A Comprehensive Experimental Study: Enhancing the Security of Classical Communication with Post-Quantum Authenticated-Encryption Schemes for the Quantum Key Distribution
- Farshad Rahimi Ghashghaei
- Yussuf Ahmed
- Nebrase Elmrabit
- Mehdi Yousefi
- Farshad Rahimi Ghashghaei, Yussuf Ahmed, Mehdi Yousefi: School of Computing and Digital Technology, Birmingham City University, Birmingham, United Kingdom
- Nebrase Elmrabit: Department of Cyber Security and Networks, Glasgow Caledonian University, Glasgow, United Kingdom
Within the core main.py file, Three PQC algorithms, Kyber for key encapsulation, Dilithium and Falcon for authentication, have been combined with QKD BB84 quantum simulation. This integration improves code structure and makes it easier to compare these algorithms' assessments across our cryptosystem.
-
Kyber.py: Contains the implementation of the Kyber algorithm, offering functionalities for key encapsulation following the CRYSTALS-Kyber scheme. -
Dilithium.py: Hosts the implementation specific to the Dilithium algorithm, managing digital signatures according to the CRYSTALS-Dilithium scheme. -
Falcon.py: Houses the code for the Falcon algorithm, which handles digital signatures in alignment with the Falcon scheme.

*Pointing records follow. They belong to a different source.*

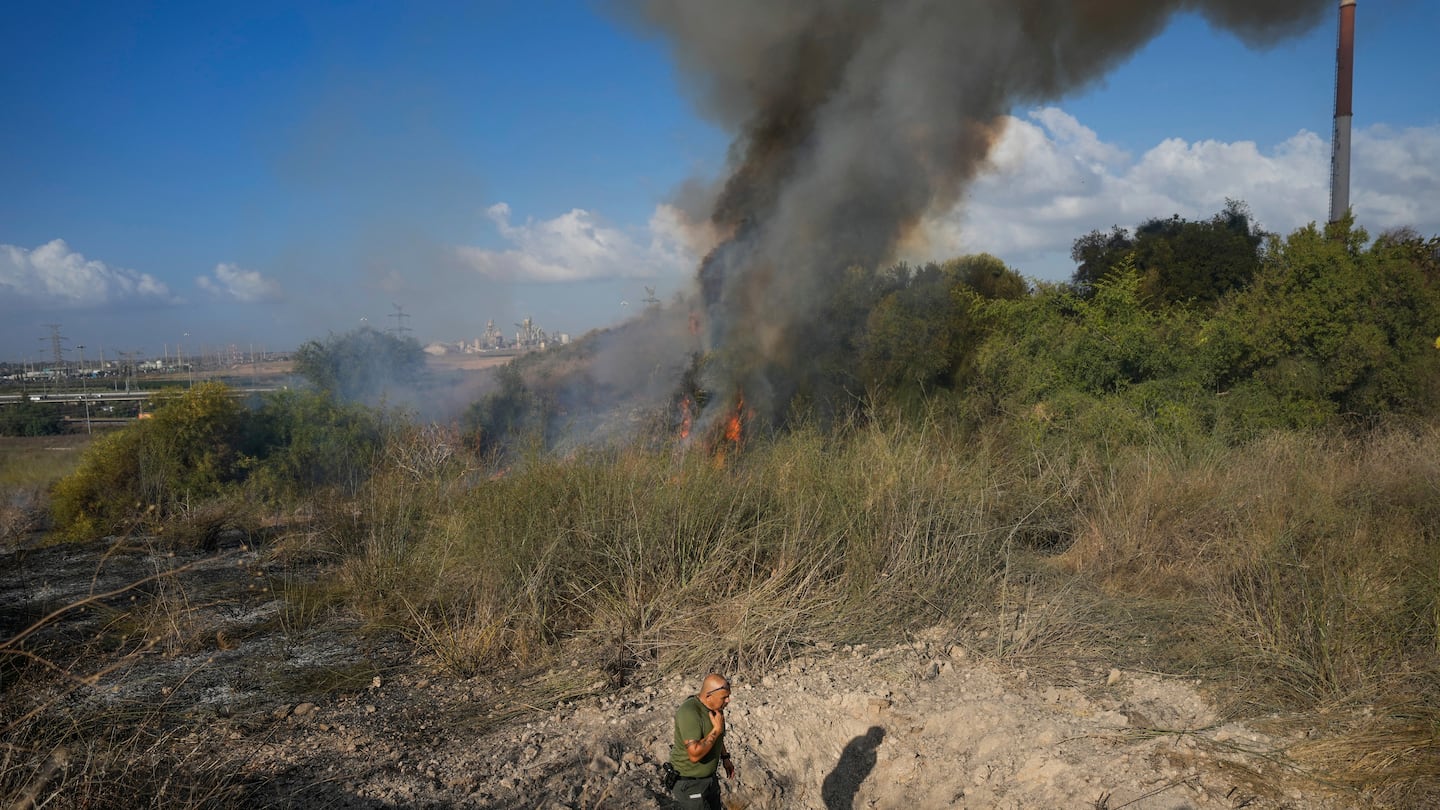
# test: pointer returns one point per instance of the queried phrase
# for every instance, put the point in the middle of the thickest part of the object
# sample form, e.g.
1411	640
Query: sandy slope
916	725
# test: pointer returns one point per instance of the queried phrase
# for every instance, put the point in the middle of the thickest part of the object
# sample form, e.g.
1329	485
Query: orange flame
732	425
684	418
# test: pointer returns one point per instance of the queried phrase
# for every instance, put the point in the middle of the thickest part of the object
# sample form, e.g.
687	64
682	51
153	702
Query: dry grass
1305	574
28	467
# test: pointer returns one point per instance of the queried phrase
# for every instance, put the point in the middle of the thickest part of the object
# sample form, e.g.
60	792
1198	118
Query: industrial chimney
1344	85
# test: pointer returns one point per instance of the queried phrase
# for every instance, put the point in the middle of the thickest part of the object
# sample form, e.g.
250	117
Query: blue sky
264	173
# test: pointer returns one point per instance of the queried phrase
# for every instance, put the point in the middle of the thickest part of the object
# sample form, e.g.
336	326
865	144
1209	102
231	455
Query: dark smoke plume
854	118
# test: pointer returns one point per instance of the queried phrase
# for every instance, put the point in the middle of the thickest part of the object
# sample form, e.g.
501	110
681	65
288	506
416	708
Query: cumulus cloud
234	283
1051	179
576	247
52	276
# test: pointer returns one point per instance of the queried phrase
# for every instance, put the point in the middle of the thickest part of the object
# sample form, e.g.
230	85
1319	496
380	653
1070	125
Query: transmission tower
56	342
399	330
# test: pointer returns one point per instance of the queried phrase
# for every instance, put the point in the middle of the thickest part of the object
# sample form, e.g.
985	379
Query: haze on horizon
267	175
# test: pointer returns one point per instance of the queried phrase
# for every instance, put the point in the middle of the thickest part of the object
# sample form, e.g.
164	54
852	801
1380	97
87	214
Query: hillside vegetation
1229	470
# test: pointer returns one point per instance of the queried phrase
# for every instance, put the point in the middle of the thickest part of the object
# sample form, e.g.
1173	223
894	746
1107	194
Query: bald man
699	750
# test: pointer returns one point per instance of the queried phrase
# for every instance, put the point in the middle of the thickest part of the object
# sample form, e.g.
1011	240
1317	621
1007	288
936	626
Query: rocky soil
331	718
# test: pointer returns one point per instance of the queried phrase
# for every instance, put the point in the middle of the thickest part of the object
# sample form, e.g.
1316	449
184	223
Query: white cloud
238	284
52	276
1051	179
575	247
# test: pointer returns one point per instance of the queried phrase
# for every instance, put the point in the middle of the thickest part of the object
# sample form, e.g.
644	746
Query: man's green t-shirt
693	722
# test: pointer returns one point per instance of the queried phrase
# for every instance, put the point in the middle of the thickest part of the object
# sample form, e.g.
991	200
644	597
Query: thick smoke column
857	117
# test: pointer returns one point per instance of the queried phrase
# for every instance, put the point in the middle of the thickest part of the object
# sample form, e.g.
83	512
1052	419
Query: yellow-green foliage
140	474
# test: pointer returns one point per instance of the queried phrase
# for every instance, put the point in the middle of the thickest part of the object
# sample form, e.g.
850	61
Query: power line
399	322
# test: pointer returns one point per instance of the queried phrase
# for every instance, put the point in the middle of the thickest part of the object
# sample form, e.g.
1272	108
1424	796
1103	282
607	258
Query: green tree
30	418
362	365
185	454
303	441
1178	260
1334	326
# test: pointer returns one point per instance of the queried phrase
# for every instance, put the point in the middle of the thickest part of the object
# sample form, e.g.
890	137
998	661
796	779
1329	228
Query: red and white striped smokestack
1344	87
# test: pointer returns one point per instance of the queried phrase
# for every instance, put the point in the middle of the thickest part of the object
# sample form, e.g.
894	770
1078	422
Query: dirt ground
331	718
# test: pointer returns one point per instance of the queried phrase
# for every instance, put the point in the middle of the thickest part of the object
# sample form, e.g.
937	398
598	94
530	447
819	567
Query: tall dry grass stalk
1305	571
673	557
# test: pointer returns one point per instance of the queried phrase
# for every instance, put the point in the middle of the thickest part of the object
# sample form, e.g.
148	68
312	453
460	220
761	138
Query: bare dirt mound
336	719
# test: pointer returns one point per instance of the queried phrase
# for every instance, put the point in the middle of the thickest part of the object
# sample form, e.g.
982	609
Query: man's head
714	692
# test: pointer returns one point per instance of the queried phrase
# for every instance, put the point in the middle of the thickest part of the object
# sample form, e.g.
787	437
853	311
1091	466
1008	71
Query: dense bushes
30	418
203	444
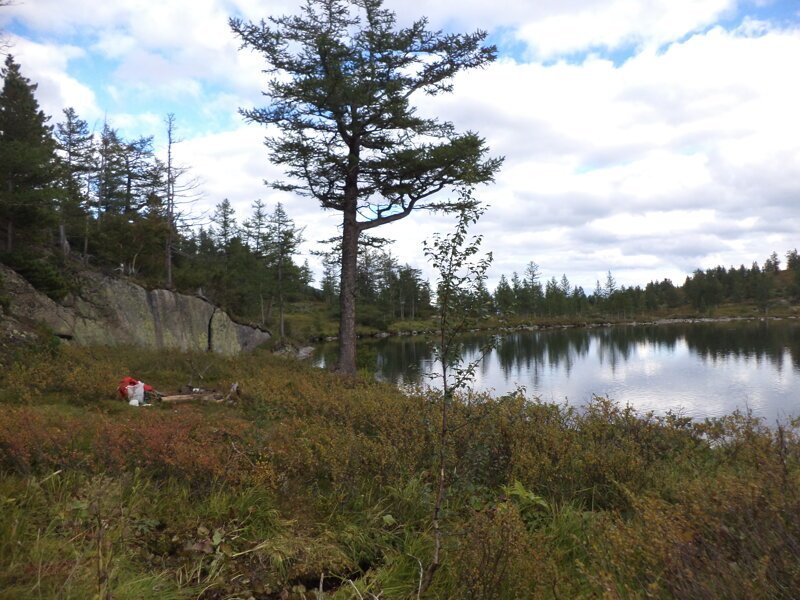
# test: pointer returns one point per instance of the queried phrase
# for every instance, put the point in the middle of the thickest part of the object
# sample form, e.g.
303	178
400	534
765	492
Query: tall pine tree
27	161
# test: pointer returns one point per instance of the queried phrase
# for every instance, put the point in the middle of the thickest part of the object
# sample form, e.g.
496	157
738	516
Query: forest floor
313	485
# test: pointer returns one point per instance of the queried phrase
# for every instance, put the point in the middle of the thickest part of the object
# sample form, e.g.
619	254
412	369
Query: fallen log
179	398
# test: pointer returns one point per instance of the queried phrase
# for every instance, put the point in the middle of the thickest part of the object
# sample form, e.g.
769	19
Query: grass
315	482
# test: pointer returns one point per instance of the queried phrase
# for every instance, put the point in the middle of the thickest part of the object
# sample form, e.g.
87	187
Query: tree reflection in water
622	357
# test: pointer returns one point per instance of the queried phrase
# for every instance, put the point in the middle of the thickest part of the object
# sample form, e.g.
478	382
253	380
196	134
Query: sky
648	138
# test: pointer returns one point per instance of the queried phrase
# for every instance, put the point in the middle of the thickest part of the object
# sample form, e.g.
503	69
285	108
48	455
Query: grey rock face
112	312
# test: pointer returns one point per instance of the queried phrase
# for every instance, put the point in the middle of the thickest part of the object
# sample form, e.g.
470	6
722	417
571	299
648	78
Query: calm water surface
697	369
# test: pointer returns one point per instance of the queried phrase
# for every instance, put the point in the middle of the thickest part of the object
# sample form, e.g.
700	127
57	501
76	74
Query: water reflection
700	369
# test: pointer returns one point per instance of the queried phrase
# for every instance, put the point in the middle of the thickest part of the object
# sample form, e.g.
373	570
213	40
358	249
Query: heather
315	485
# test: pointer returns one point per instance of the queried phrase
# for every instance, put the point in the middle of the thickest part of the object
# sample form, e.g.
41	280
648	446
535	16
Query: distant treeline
702	290
70	195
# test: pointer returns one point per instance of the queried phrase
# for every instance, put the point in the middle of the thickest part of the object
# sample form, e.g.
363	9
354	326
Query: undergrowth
317	486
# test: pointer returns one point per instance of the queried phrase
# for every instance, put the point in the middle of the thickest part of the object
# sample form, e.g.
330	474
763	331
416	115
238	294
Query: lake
700	369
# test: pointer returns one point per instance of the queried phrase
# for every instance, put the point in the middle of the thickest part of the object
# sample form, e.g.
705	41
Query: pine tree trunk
347	296
168	260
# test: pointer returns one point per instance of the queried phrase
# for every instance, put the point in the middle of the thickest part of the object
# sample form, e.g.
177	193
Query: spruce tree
346	131
27	161
75	148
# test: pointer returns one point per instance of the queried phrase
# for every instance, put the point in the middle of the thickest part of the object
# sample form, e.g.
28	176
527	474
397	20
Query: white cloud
683	153
47	66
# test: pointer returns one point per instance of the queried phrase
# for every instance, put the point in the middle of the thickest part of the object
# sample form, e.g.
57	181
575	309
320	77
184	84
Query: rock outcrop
109	311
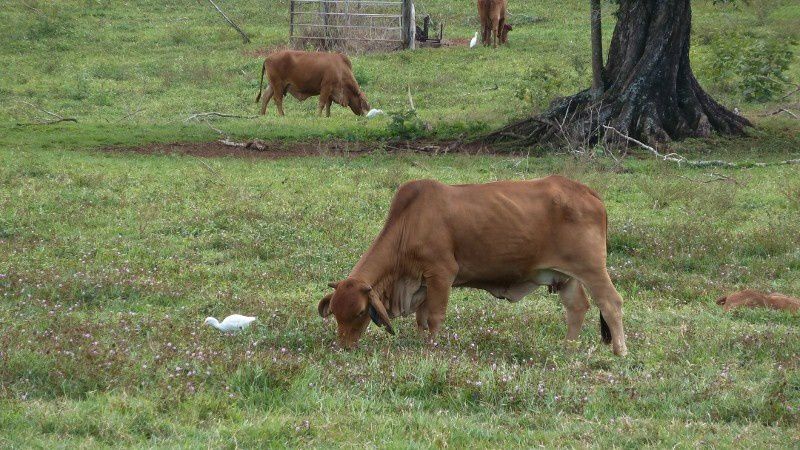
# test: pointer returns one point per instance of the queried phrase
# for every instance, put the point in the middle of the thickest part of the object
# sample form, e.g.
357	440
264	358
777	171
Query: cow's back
511	224
306	70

To implement PQC algorithms, we rely on external libraries sourced from the following open-source projects:
This table presents the key generation times (in milliseconds) for different security levels of the PQC algorithms.
| Security Level | Key Generation (ms) |
|---|---|
| Kyber512 | 31.2 |
| Kyber768 | 78.1 |
| Kyber1024 | 93.72 |
| Dilithium2 | 62.42 |
| Dilithium3 | 93.73 |
| Dilithium5 | 171.87 |
| Falcon256 | 6606.39 |
| Falcon512 | 10016.76 |
| Falcon1024 | 53601.41 |
This table showcases the encapsulation, signing, decapsulation, and verification times (in milliseconds) for various combinations of PQC algorithms.
| Cipher Combination | Encapsulation and Signing (ms) | Decapsulation and Verification (ms) |
|---|---|---|
| Kyber 512 and Falcon 256 | 78.13 | 78.44 |
| Kyber 768 and Falcon 256 | 93.72 | 124.97 |
| Kyber 1024 and Falcon 256 | 124.97 | 140.92 |
| Kyber 512 and Falcon 512 | 124.97 | 78.07 |
| Kyber 768 and Falcon 512 | 124.94 | 140.52 |
| Kyber 1024 and Falcon 512 | 156.21 | 156.21 |
| Kyber 512 and Falcon 1024 | 187.45 | 109.68 |
| Kyber 768 and Falcon 1024 | 203.11 | 156.23 |
| Kyber 1024 and Falcon 1024 | 250.19 | 171.86 |
| Kyber 512 and Dilithium 2 | 187.45 | 140.52 |
| Kyber 768 and Dilithium 2 | 422.1 | 171.84 |
| Kyber 1024 and Dilithium 2 | 437.77 | 203.48 |
| Kyber 512 and Dilithium 3 | 359.29 | 171.83 |
| Kyber 768 and Dilithium 3 | 593.94 | 203.07 |
| Kyber 1024 and Dilithium 3 | 453.01 | 234.37 |
| Kyber 512 and Dilithium 5 | 656.02 | 249.94 |
| Kyber 768 and Dilithium 5 | 718.61 | 296.77 |
| Kyber 1024 and Dilithium 5 | 1000.07 | 312.75 |
These tables present the sizes (in bytes) of the ciphertexts and signatures for different PQC algorithms.
| Cipher | Cipher Size (bytes) |
|---|---|
| Kyber 512 | 768 |
| Kyber 768 | 1088 |
| Kyber 1024 | 1568 |
| Falcon | Signature Size (bytes) |
|---|---|
| Falcon 256 | 356 |
| Falcon 512 | 666 |
| Falcon 1024 | 1280 |
| Dilithium | Signature Size (bytes) |
|---|---|
| Dilithium 2 | 2420 |
| Dilithium 3 | 3293 |
| Dilithium 5 | 4595 |
- The choice of the best security level for cryptographic algorithms like CRYSTALS-Kyber, CRYSTALS-Dilithium, and Falcon depends on striking a balance between security requirements and resource constraints.
- Higher security levels such as Kyber 1024, Dilithium 5, and Falcon 1024 offer stronger security assurances but come with larger signatures and slower cryptographic procedures.
- For most practical purposes, options like Kyber 512, Dilithium 3, and Falcon 256 provide a well-balanced compromise between security and performance.
- While Falcon excels in signing and verification, its key generation performance may be suboptimal.
- Ultimately, the best security level must be tailored to the specific security needs and performance limitations of the application at hand.